You are viewing a plain text version of this content. The canonical link for it is here.
Posted to user@nutch.apache.org by Anupkumar Putane <An...@caritor.com> on 2005/10/27 16:15:10 UTC

Issue in executing multi-field search in Nutch

Dear Nutch-users,

We are looking for some assistance on getting Nutch 0.7.1 to work in a 
Multilingual website, where we are building support for English and French 
content.

The issue is that we are not able to use the "lang" field of the indexed 
documents to search and retrieve language specific results. 

We have done this so far
1.  added the lang="fr" in the Meta tag of French web pages
2.  Activated the language-identifier plugin by adding it in the list of 
values of plug-includes property in Nuch configuration - nutch-default.xml 
(we do not have any overriding config in nutch-site.xml)
3.  Indexed the website and verified the indexed documents to contain the 
'lang' field with appropriate value.  Verification was done using Luke.
4.  Using Search facility in Luke, we verified retrieval of language 
specific documents by using multi-field query like 
"content:"service"+lang:fr"

But, when we tried to do the same with Nutch using an URL, results are not 
being retrieved.  We tried the following URL formats
1.  /search.jsp?query=content:"service"+lang:fr  (Non-encoded url, with 
all field names specified)
2.  /search.jsp?query=content%3A%22service%22%2Blang%3Afr  (Encoded url, 
with all field names specified)
3.  /search.jsp?query="service"+lang:fr (we did not specify the content 
field as it is the default field)
4.  /search.jsp?query=%22service%22%2Blang%3Afr

In all these cases, the entire query string was being considered as the 
searchable phrase, instead of differentiating the fields.

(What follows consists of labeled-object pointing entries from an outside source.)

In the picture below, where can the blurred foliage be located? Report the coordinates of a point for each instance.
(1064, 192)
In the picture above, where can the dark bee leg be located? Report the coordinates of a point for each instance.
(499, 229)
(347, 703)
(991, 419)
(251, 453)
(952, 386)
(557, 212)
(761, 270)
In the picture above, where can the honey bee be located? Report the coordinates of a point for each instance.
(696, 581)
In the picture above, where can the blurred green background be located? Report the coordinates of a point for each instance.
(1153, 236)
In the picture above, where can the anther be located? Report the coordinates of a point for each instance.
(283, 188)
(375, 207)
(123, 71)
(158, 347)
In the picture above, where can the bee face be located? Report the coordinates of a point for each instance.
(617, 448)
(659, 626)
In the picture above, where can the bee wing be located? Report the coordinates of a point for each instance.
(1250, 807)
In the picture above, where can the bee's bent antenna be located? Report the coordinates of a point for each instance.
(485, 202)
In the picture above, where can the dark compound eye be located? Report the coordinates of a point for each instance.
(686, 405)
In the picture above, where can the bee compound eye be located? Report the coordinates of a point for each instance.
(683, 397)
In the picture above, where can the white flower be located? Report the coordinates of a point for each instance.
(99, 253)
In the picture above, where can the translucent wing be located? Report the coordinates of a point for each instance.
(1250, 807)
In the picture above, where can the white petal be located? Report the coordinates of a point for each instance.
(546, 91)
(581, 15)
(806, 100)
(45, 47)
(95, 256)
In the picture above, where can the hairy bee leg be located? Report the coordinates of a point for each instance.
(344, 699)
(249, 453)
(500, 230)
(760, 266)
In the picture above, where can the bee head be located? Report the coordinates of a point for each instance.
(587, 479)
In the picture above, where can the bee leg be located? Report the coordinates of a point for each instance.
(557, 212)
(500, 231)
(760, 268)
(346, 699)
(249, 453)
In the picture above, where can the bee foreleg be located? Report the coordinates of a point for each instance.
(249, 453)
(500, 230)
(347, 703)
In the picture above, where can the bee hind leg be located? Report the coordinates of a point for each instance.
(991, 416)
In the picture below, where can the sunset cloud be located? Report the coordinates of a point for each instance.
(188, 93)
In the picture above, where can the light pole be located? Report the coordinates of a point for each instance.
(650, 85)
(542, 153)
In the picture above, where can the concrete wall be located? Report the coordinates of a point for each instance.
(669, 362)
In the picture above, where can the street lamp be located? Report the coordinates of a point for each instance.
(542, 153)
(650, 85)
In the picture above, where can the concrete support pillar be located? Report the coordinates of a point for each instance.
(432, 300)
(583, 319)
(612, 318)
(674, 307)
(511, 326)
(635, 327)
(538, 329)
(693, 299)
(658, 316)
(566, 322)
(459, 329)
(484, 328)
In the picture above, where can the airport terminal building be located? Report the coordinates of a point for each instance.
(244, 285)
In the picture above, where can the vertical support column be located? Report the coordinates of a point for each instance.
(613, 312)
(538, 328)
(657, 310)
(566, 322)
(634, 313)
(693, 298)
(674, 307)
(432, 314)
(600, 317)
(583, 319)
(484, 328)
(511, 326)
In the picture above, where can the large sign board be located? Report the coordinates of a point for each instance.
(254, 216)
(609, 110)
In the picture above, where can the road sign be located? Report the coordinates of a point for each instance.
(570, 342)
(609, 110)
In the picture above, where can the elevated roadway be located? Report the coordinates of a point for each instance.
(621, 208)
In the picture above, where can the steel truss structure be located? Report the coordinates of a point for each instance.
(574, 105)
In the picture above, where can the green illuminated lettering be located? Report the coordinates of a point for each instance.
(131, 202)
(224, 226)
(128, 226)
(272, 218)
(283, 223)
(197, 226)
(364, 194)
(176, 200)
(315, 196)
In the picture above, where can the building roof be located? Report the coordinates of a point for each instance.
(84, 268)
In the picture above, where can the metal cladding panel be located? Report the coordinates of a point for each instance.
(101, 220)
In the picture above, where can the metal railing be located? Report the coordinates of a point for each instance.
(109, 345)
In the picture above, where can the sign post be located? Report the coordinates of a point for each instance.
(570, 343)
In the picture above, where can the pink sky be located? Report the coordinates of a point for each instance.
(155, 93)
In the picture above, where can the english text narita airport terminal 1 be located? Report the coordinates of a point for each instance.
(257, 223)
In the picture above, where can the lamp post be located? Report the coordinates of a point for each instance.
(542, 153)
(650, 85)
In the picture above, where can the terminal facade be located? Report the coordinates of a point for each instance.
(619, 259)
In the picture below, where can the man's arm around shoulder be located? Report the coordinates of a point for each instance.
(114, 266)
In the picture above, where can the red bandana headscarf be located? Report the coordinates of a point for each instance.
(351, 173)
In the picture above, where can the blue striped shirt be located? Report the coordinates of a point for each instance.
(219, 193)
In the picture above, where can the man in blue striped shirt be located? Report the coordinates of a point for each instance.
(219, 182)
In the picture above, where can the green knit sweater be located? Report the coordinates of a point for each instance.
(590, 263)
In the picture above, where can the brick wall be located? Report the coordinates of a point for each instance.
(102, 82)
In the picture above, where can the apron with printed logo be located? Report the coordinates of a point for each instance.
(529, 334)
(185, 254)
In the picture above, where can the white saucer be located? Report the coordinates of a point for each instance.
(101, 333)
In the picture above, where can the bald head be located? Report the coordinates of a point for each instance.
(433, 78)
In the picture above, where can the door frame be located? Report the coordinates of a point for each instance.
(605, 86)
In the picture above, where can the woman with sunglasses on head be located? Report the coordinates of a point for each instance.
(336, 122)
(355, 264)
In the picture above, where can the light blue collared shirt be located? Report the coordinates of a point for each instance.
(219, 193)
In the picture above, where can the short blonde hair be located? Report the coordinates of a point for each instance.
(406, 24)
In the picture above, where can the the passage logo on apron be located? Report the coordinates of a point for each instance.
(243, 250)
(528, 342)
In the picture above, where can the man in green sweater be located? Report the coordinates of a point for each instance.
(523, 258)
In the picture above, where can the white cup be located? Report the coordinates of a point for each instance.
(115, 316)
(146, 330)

We also noticed that Nutch was not responding to taking any multifield 
queries (query-basic plugin continues to be included in the configuration)

We would appreciate if you can let us know 
1.  if multi-field queries are supported by Nutch 0.7.1 and if so, suggest 
any corrections to our setup
2.  If multi-field queries are not supported, how would you advise us 
build the functionality - rebuild Nutch code / any existing tool, maybe 
NutchWax??.

Thanks for your time,
Anup